遅いページは、光でも遅い Hotmailなど、サーバーが込み合っていて遅いページは、光でもまったく同じです。そもそも、インターネットの道は、路地まで入ると100Mbpsの太さになっています。ここに、同時に10人入ってくれば、スピードは1/10になります。ベストエフォート100Mbpsという光ケーブルは、現状のインターネットでは過剰品質です。インターネットの道路が1Gbpsがあたりまえの状況になれば、光接続はもっと効果が期待できるでしょう。ただ、電話局から遠くて、ADSLが使えない人には、ブロードバンド環境実現の救世主であることは事実です。未だアナログ電話回線のダイヤルアップ接続をしている人は、思い切って光ファイバーにしてしまうのも良いと思います。

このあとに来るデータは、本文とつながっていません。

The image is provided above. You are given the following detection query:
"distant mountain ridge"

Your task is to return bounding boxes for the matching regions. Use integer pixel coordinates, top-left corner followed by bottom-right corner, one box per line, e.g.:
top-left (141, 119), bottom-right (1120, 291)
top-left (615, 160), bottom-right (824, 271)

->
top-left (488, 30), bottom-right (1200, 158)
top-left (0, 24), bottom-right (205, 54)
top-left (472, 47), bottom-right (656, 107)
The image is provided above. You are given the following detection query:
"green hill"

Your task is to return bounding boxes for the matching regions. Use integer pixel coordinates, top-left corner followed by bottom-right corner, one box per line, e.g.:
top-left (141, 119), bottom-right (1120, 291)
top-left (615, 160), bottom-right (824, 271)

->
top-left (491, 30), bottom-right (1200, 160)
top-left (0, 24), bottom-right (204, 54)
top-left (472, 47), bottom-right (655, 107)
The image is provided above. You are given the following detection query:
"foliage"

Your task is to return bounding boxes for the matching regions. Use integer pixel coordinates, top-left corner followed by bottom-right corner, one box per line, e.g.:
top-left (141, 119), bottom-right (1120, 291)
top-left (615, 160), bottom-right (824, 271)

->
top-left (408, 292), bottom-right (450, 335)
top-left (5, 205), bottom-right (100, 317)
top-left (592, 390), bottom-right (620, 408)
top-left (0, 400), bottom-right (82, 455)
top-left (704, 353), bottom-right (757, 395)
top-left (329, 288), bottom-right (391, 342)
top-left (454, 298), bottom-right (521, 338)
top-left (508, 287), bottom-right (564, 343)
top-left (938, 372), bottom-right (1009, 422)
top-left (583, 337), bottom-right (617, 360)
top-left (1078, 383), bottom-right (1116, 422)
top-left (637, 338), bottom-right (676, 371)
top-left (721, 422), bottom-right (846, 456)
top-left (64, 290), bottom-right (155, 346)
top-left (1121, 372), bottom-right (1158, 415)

時間帯でスピードに変化がある スピードの出ない接続では、時間帯の差(インターネットの混雑)はあまり気になりませんでした。しかし、高性能スポーツカーで首都高を走るときのように、道路の混雑度でスピードは極端に変わります。今のところ、ADSLでのスピードより遅くなることはありませんが、30Mbpsから7Mbpsまで4倍以上の差が出ます。これは、Bフレッツ・ファミリーという、コースの特性にも原因があります。ファミリーとは、どこかの24人とグループになって、100Mbpsの回線を一つ使う仕組みです。この24人が同時にインターネットを使えば、100÷24≒4Mbpsとなってしまいます。この時期にBフレッツを申し込む人は、それなりにヘビーユーザーですから、夜11時過ぎはこうなる可能性が高いのです。